Desde que deixou a pequena Wind Gap, no Missouri (EUA), oito anos antes, Camille quase não falou com a mãe neurótica, o padrasto e a meia-irmã, praticamente uma desconhecida. Mas, sem recursos para se hospedar na cidade, é obrigada a ficar na casa da família e lidar com todas as reminiscências de seu passado.

Entrevistando velhos conhecidos e recém-chegados a fim de aprofundar as investigações e elaborar sua matéria, a jornalista relembra a infância e a adolescência conturbadas e aos poucos desvenda os segredos de sua família, quase tão macabros quanto as cicatrizes sob suas roupas.

Objetos Cortantes, primeiro romance de Gillian Flynn, apresenta todo o talento da autora em conduzir tramas misteriosas e destrinchar a mente humana da maneira mais brutal possível. Cheio de reviravoltas, constrói personagens incríveis e é impossível parar de ler depois que iniciamos.

A narrativa, em primeira pessoa, nos apresenta Camille Preaker, uma repórter de um jornal em Chicago que recebe a missão de investigar em Wind Gap, sua cidade natal, um caso de assassinato e, mais recentemente, o desaparecimento de garotinhas. Mas voltar para casa significa voltar para o centro de sua dor, pois foi justamente nesse local que Camille viveu suas experiências mais traumatizantes e o que não faltam são fantasmas e marcas desse passado perturbador para lembrá-la.

“Eu estou aqui, falei, e essas palavras pareceram chocantemente reconfortantes. Quando entro em pânico eu as digo a mim mesma em voz alta.
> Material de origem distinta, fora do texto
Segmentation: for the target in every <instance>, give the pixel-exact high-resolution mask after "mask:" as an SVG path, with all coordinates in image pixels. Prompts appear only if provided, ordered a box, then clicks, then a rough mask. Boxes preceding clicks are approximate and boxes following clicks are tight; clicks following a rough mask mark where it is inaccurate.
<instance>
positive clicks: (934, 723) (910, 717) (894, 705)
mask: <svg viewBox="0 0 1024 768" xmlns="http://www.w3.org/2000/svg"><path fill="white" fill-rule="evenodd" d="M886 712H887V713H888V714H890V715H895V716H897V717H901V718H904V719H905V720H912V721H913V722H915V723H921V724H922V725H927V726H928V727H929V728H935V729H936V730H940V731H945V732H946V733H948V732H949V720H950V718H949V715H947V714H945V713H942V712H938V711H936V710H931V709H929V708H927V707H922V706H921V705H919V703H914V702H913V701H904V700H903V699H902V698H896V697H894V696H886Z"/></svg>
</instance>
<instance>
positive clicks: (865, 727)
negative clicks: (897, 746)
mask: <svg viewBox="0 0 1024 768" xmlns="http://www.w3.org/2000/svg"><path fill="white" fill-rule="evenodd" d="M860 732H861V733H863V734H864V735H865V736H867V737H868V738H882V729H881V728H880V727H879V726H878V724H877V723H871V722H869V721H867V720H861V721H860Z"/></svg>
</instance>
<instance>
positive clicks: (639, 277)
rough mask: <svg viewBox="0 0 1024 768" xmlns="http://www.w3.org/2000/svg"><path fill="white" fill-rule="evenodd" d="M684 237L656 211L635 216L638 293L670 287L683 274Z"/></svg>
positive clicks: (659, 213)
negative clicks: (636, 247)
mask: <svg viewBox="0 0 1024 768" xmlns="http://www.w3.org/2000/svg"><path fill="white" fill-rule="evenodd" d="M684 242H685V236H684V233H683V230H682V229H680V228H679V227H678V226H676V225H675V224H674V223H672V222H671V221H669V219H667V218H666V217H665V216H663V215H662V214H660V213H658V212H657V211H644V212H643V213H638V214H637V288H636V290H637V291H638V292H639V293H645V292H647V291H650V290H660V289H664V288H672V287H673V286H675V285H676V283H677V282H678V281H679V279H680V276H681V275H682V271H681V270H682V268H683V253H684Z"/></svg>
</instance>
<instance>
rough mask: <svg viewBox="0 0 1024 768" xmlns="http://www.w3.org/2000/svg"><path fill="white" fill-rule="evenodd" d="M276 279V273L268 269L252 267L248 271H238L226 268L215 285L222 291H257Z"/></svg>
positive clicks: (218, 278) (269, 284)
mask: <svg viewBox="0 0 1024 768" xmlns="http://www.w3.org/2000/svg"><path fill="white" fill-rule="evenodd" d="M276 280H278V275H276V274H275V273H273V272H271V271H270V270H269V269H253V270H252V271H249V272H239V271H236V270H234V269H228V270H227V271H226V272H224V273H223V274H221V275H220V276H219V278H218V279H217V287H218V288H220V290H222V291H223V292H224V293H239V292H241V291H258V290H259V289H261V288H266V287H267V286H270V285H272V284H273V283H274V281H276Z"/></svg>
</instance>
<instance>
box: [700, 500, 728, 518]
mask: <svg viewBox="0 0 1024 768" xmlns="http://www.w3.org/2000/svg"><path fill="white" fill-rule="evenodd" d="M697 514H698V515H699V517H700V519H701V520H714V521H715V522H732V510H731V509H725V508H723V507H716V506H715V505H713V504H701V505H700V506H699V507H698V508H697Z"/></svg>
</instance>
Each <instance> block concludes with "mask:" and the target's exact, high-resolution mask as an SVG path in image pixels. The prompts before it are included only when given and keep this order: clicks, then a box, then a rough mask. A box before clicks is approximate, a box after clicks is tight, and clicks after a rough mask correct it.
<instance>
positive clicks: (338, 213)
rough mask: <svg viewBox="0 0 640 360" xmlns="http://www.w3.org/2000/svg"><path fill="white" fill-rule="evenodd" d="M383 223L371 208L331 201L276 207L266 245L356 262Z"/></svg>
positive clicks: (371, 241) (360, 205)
Eu estou aqui. Não costumo sentir que estou.”

O que encontramos com sua chegada é uma cidade perturbada pelos acontecimentos recentes. Camille busca a ajuda da polícia, que se recusa a colaborar com a imprensa. Enquanto isso, a cidade enche-se de fofocas e muitos querem fazer parte daquilo para ter seu nome aparecendo no jornal. A investigação nos permite conhecer as relações que permeiam a cidade. Intercalamos com o passado da jornalista e logo podemos começar a supor o que vem acontecendo. Vários suspeitos são apresentados e não temos a menor ideia se devemos ou não confiar em alguém. Afinal, essa não é uma trama onde existe pessoas totalmente boas ou totalmente más. Isso fica bem claro. Todos os personagens são bem reais e complexos.
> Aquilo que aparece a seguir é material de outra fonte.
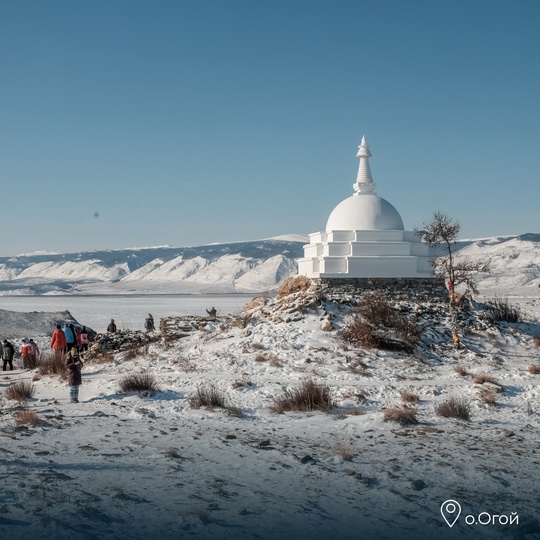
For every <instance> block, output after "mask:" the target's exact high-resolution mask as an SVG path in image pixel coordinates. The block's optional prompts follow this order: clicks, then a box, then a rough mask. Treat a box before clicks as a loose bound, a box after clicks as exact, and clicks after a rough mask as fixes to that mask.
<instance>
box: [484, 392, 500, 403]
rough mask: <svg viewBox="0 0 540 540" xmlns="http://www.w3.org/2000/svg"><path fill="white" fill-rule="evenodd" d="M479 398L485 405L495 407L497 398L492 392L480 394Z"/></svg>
mask: <svg viewBox="0 0 540 540" xmlns="http://www.w3.org/2000/svg"><path fill="white" fill-rule="evenodd" d="M480 398H481V400H482V401H483V402H484V403H485V404H486V405H497V396H496V394H494V393H493V392H482V393H481V394H480Z"/></svg>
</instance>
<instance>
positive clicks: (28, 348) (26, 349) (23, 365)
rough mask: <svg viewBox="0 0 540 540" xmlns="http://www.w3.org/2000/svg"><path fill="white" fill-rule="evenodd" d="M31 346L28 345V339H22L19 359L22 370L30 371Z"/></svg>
mask: <svg viewBox="0 0 540 540" xmlns="http://www.w3.org/2000/svg"><path fill="white" fill-rule="evenodd" d="M31 356H32V345H30V344H29V343H28V339H26V338H24V340H23V344H22V345H21V358H22V360H23V369H30V367H31V361H32V358H31Z"/></svg>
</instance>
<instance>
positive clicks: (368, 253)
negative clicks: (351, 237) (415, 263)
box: [351, 242, 411, 257]
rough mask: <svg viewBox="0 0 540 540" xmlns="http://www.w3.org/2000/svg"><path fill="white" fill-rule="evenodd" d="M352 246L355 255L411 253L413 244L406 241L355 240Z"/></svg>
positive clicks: (397, 254) (352, 250) (353, 253)
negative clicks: (365, 240) (358, 241)
mask: <svg viewBox="0 0 540 540" xmlns="http://www.w3.org/2000/svg"><path fill="white" fill-rule="evenodd" d="M351 248H352V250H351V251H352V253H351V254H352V255H353V256H354V257H363V256H374V255H378V256H380V255H389V256H391V255H405V256H408V255H410V254H411V245H410V244H407V243H404V242H354V243H352V244H351Z"/></svg>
Além da investigação, o outro foco da história é o relacionamento de Camille com sua família. Logo de cara fica evidente o quão desestruturada essa casa é. A mãe, Adora, parece abominar tudo que a filha mais velha faz. Entre as duas paira a morte da irmã de Camille, que era adorada pela mãe. Alan, o padrasto, parece ser uma pessoa pacífica e alheia a tudo que acontece. Já a meia irmã de Camille, Amma, é a nova princesinha da casa e assim é tratada, tendo todas as suas vontades atendidas.

“Sempre me senti triste pela garota que eu era, porque nunca me ocorrera que minha mãe poderia me consolar. Ela nunca me disse que me amava, e nunca supus que sim. Ela cuidava de mim. Ela me administrava.”
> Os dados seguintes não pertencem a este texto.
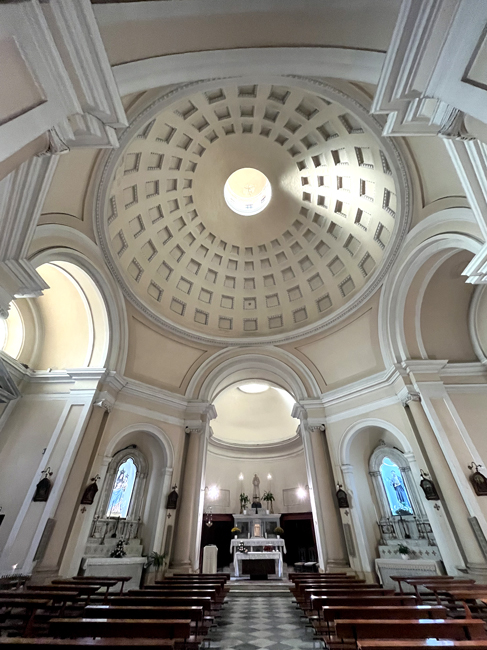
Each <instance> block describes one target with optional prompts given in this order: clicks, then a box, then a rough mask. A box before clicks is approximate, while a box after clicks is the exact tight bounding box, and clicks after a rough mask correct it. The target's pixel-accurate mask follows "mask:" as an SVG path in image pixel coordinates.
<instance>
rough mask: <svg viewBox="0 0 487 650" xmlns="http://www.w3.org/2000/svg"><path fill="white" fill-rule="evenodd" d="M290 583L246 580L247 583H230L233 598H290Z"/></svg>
mask: <svg viewBox="0 0 487 650" xmlns="http://www.w3.org/2000/svg"><path fill="white" fill-rule="evenodd" d="M290 586H291V583H290V582H287V581H281V580H279V581H277V580H276V581H275V582H274V581H272V582H271V581H270V580H246V581H245V582H234V581H233V580H232V581H231V582H230V593H231V595H232V596H243V597H245V596H247V597H253V596H256V595H259V596H262V595H267V596H289V587H290Z"/></svg>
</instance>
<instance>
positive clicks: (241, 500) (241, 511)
mask: <svg viewBox="0 0 487 650" xmlns="http://www.w3.org/2000/svg"><path fill="white" fill-rule="evenodd" d="M239 499H240V514H242V512H243V511H244V510H245V508H246V507H247V504H248V503H250V499H249V497H248V496H247V495H246V494H245V492H242V494H241V495H240V497H239Z"/></svg>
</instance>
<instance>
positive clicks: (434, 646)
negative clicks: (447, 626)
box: [358, 639, 487, 650]
mask: <svg viewBox="0 0 487 650" xmlns="http://www.w3.org/2000/svg"><path fill="white" fill-rule="evenodd" d="M358 647H359V650H423V648H424V650H427V648H464V649H465V650H484V649H485V648H487V640H486V639H475V640H473V641H463V640H460V641H453V640H451V639H450V640H445V639H427V640H424V639H362V640H361V641H359V642H358Z"/></svg>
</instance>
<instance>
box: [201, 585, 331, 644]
mask: <svg viewBox="0 0 487 650" xmlns="http://www.w3.org/2000/svg"><path fill="white" fill-rule="evenodd" d="M312 638H313V637H312V631H311V630H310V629H309V628H308V629H306V628H305V622H304V619H303V620H301V618H300V610H298V609H296V605H295V603H293V601H292V596H291V594H290V593H289V595H288V594H287V593H280V594H272V593H265V592H264V593H262V594H259V590H258V588H256V592H255V595H254V594H250V593H248V594H238V593H235V592H234V593H233V594H232V590H230V594H229V595H228V596H227V600H226V604H225V607H224V609H223V612H222V618H221V620H220V621H219V624H218V627H217V628H216V629H214V630H213V631H212V632H211V634H210V637H209V640H210V642H211V643H210V648H211V649H212V650H213V649H214V650H232V648H235V650H292V649H296V650H301V649H302V650H305V649H306V650H312V648H313V647H315V648H318V647H319V646H320V644H318V643H317V642H316V641H315V642H314V643H313V640H312Z"/></svg>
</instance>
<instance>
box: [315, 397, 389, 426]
mask: <svg viewBox="0 0 487 650" xmlns="http://www.w3.org/2000/svg"><path fill="white" fill-rule="evenodd" d="M395 404H401V400H400V398H399V396H398V395H393V396H391V397H384V398H383V399H379V400H377V401H375V402H369V403H368V404H363V405H362V406H357V407H355V408H351V409H347V410H346V411H341V412H340V413H336V414H335V415H327V416H326V417H325V424H327V425H328V424H333V423H334V422H340V421H341V420H348V419H349V418H353V417H358V416H360V415H364V414H365V413H371V412H372V411H377V410H379V409H384V408H387V407H389V406H394V405H395Z"/></svg>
Usando esses ingredientes, Gillian Flynn cria uma história arrebatadora. Objetos Cortantes não é apenas um livro investigativo. Aqui, mergulhamos na mente humana, em sua parte mais obscura e complexa. Com temas polêmicos e diálogos extraordinários, é psicologicamente perturbador. Em cada página entendemos o peso que a protagonista carrega nas costas, que a fez recorrer à automutilação como mecanismo de escape.

O final, claro, não poderia ser menos que surpreendente. Se você gosta de suspenses psicológicos, a leitura está mais que indicada. Sendo esse o primeiro livro da autora e o primeiro contato que tive com uma obra dela, agora é praticamente impossível não ler o restante de suas narrativas.